Quote from: Zanza on September 02, 2022, 03:35:03 PMRussia will have a hard time building new pipelines or LNG terminals while being sanctioned. They don't have the technology themselves. Losing Europe as a market is not replaceable. China does not pay enough to be profitable. 
I'm not so sure on China - either as an alternative source of tech (often, no doubt, reverse engineered from Western partners - like the USSR in the 20s and 30s) or an alternative market. And I'm not sure that'd be hit by secondary sanctions given that the West hasn't banned energy from Russia either?

But I think aside from the energy angle it's also true that this winter is when Western sanctions on Russia will start really biting.
Let's bomb Russia!

OttoVonBismarck

The reality is on a long enough time scale Russia is fucked in a number of ways. India and China will certainly (at a discount) buy up fossil fuels at increased rates, but there are throughput issues there. There is no easy replacement given geography and other realities for the European gas market for Russia. Yes, there are pipeline projects to move some gas beyond what is moved now, to China and India, their demand is not infinite, and the feasibility and cost / return on investment gets worse the longer and more complicated the pipelines get, especially depending on what sort of terrain/geography they have to go through.

The existing heavy pipeline network between Russia and Europe, for what it was worth, was not built by Russia know how, it was largely built by Western engineers. All of these major Euro/Russia pipelines were setup with joint ventures between European fossil fuel firms and various Russian quasi-state entities, with the vast majority of the technology, engineering etc being done by Westerners.

Russia launches people into space and builds nuclear bombs, so obviously it does have the ability to build gas pipelines. But there is more to it than just "can they theoretically do this", it's still a matter of how many experienced, trained engineers and technical staff do they have, how fast can they make more of them, all the various complex equipment that goes into a modern pipeline--how much of that can be acquired as easily in Russia in face of sanctions etc etc.

On a longer time span things look even bleaker. China views energy strategically, unlike the United States which has a large political faction desperate to prop up fossil fuels forever, China is not a country that is particularly fossil fuel rich given its vast needs for energy. This is a major strategic weakness for China, and China wants to solve it. There has been massive investment by the Chinese into diversifying away from fossil fuels--in fact I think by some measures China has been building out more renewable technology in raw numbers, than any other country on earth. I think China's renewable energy generation has multiplied something like 90 fold in the last 10 years, and their current 5 year plan calls for even more aggressive build out.

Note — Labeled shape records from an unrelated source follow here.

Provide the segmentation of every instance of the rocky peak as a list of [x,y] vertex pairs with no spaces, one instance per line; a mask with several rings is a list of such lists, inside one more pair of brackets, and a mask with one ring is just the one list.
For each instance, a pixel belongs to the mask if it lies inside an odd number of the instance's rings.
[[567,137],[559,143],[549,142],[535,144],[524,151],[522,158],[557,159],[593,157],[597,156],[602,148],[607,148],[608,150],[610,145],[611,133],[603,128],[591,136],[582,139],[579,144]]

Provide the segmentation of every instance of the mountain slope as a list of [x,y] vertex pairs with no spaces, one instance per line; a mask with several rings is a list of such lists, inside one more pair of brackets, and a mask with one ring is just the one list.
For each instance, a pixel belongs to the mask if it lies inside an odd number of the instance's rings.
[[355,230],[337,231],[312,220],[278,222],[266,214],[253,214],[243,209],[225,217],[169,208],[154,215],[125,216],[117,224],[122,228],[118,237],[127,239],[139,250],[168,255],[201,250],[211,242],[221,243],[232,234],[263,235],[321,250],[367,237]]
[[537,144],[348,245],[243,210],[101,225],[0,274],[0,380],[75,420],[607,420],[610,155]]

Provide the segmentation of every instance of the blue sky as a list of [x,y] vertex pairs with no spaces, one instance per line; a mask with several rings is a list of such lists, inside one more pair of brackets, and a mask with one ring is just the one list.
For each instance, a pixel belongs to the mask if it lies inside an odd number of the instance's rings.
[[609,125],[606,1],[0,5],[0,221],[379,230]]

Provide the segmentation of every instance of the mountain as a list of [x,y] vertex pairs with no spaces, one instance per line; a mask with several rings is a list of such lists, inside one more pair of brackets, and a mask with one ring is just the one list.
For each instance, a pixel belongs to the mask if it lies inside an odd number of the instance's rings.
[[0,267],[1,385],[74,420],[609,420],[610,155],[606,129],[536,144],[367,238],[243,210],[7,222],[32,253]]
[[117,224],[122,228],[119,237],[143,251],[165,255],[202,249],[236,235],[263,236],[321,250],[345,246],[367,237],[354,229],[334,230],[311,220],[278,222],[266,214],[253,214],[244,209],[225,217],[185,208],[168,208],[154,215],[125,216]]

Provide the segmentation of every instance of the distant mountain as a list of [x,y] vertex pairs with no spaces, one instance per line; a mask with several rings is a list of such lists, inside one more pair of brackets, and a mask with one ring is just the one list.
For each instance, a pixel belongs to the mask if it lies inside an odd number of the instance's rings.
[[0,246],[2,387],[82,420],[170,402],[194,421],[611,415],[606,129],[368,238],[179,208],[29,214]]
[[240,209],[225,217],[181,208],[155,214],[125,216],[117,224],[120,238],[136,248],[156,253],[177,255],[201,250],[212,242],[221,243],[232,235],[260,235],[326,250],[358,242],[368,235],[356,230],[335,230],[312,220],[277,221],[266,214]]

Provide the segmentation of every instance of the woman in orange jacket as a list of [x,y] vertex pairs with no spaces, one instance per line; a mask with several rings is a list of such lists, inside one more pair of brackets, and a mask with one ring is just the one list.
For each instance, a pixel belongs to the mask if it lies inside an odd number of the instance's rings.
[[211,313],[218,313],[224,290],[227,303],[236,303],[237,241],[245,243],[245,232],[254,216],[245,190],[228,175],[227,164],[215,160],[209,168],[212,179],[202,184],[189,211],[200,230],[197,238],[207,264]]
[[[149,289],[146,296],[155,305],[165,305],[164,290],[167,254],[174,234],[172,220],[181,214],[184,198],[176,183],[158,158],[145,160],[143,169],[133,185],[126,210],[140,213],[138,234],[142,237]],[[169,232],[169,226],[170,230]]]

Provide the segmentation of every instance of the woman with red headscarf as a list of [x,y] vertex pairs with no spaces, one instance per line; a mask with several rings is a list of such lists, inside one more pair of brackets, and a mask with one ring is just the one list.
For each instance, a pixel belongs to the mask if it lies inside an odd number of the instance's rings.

This isn't really that complicated--most petro economies have at least some recognition this is not a permanent situation, the time to make hay on petro resources is now, and it is not expected to last forever. There is a reason all of the Arabian petrostates are desperately (and with fits and starts, often unsuccessfully) trying to prop up domestic industries that aren't related to extraction of fossil fuels. Russia is terribly positioned for this changing economy.

In Putin's lifetime, it's not a problem. He will be long dead before the petrostate model becomes non-viable, but the dream of rebuilding the Russian Empire is multi-generational, and being able to continue that post-Putin, and not only that--just avoid losing even more ground as it gets harder to control various entities like Kazakhstan / Belarus etc on a longer time scale, Russia can't afford to be economically backwards, and Putin has more or less guaranteed they will be for a generation and only a strong leader willing to find a new direction could fix it.

Admiral Yi

Quote from: Sheilbh on September 02, 2022, 03:02:48 PMIt doesn't matter too much? Who are they competing against - Iran, Saudi, Venezuela, the Gulf monarchies?

I can't think of a time since the 73 embargo that SA and the Gulf have been unreliable suppliers.